On Mon, Jun 4, 2012 at 9:04 AM, Tero Paananen <teropaana
...@gmail.com> wrote:
>
https://github.com/gorbachev/neo4j-batchinserterprovider-contrib
> Michael Hunger asked me to open source the BatchInserterIndexProvider
> implementations
> I experimented with during the time I was implementing the batch
> import process for the
> application I've been working on.
> Our graph data model has quite a few unique nodes. The data import
> process had to do
> a LOT of index lookups. The Lucene based index provider was slow, and
> performance
> started degrading once the index sizes grew larger. This is probably
> mostly due to an
> undersized server (I had too little memory on the server).
> As a replacement I tried Redis and Memcached first. While they were
> extremely quick,
> they failed, because I simply didn't have a server that could hold the
> entire index in
> memory, as required by Redis and Memcached. YMMV.
> The MongoDB BatchInserterIndexProvider, however, gave me a good
> constant
> performance. It wasn't as fast as Redis/Memcached, but it didn't
> degrade the
> way the Lucene based one did.
> So I was using these for speeding up the lookups for unique nodes
> during the
> batch import. I'm still using Lucene indexes with Neo4j.
> In the batch import process I was essentially adding properties into
> two indexes,
> one using Mongo and one using Lucene. I was then doing lookups only
> using
> the Mongo index:
> BatchInserter inserter = new BatchInserterImpl("/data/graph.db");
> BatchInserterIndexProvider indexProvider = new
> LuceneBatchInserterIndexProvider(inserter);
> BatchInserterIndexProvider lookupIndexProvider = new
> MongoBatchInserterIndexProvider();
> nodeIndex = indexProvider.nodeIndex(...);
> lookupIndex = lookupIndexProvider.nodeIndex(...);
> if (!lookupIndex.get("property", "value").hasNext()) {
> Long node = inserter.createNode(...);
> lookupIndex.add(node, ...);
> nodeIndex.add(node, ...);
> } else {
> ... node already exists...update or ignore
> }
> Given the amount of data we had (90M nodes, 240M relationships, and
> growing),
> the time savings with faster index lookups were definitely worth it.

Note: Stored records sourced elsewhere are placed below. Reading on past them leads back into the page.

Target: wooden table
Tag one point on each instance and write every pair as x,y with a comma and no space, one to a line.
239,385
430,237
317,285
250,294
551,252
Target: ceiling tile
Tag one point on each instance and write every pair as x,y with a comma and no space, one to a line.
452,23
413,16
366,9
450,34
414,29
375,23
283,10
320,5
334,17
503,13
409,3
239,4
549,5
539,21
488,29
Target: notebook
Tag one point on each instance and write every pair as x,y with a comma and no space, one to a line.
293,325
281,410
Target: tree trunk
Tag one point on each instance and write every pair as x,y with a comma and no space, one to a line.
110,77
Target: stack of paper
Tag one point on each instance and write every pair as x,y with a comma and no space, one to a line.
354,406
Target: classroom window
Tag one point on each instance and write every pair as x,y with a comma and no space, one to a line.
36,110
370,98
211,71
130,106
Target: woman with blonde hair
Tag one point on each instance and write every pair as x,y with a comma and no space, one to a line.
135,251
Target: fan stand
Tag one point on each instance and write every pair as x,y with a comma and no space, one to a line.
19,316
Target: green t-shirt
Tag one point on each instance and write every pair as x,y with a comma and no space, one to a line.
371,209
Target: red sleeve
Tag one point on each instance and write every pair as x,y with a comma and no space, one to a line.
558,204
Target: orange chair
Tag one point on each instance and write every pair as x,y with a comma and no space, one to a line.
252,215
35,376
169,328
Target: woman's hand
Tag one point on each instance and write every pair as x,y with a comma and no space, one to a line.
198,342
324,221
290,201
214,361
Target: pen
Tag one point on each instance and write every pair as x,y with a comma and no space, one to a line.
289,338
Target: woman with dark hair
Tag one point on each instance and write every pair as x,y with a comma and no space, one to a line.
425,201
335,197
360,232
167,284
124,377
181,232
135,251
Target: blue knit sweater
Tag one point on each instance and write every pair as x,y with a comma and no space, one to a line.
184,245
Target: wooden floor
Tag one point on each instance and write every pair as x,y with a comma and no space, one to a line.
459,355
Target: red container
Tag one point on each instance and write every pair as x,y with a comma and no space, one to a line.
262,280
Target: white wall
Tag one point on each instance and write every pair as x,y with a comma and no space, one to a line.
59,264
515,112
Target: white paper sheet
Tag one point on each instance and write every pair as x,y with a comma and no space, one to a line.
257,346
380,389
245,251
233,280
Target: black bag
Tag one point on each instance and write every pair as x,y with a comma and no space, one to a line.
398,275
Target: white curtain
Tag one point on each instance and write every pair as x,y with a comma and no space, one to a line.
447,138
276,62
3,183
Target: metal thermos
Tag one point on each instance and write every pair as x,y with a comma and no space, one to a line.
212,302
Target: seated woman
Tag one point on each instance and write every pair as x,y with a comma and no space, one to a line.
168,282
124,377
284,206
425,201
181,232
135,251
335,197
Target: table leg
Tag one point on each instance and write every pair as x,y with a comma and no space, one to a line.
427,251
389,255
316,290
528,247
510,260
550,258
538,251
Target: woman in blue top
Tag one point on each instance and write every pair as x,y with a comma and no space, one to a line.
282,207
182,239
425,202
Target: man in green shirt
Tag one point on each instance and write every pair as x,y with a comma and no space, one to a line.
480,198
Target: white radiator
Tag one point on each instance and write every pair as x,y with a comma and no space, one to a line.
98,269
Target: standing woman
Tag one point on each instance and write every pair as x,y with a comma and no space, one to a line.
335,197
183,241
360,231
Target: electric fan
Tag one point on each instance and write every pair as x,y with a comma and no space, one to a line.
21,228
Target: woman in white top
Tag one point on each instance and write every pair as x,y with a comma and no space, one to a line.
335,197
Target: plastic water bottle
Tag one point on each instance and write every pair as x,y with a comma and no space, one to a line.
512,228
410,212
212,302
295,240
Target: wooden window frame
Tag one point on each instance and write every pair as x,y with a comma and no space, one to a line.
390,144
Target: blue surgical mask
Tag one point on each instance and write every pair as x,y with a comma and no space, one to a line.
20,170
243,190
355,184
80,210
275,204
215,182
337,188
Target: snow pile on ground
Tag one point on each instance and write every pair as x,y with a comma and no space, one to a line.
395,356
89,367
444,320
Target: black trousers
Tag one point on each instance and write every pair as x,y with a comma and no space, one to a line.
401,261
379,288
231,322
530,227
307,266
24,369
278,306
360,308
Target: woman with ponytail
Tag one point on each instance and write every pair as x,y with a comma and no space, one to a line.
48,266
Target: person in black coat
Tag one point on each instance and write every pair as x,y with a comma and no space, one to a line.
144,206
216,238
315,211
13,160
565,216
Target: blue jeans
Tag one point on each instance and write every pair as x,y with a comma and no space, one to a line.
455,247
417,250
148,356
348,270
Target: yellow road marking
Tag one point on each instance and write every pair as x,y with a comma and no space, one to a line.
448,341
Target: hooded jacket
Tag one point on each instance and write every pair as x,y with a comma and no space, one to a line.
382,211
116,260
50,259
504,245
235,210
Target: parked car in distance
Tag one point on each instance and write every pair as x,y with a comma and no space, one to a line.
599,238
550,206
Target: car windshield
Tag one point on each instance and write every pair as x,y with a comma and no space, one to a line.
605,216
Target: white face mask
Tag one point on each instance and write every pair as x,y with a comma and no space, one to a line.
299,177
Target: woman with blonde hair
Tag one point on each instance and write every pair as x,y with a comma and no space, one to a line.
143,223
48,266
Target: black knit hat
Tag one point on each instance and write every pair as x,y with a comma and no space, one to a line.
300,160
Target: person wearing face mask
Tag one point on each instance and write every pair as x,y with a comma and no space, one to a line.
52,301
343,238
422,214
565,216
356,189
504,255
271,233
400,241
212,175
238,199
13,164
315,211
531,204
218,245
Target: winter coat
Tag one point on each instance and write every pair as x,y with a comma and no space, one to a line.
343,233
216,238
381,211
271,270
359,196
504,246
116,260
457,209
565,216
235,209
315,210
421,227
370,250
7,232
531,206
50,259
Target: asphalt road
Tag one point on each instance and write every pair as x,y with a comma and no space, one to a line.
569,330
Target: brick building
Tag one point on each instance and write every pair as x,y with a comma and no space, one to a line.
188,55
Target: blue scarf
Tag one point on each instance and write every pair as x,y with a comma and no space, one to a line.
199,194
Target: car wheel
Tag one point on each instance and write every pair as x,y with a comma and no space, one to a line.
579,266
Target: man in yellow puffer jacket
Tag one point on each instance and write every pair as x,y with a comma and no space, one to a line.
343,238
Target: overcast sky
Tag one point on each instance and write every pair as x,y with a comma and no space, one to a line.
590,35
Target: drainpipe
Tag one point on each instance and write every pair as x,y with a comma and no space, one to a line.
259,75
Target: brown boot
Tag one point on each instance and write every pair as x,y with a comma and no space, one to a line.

> I don't have benchmarking numbers, because they would depend heavily
> on
> your particular use case. For my ircumstances MongoDB based index was
> a
> good solution.
> If you have any questions, let me know. There are basic unit tests
> included in
> the project, but it is entirely possible there are bugs left in the
> code that I didn't
> cover during my use of these classes.
> Please feel free to fork the GitHub project and make whatever changes
> you
> need.
> -TPP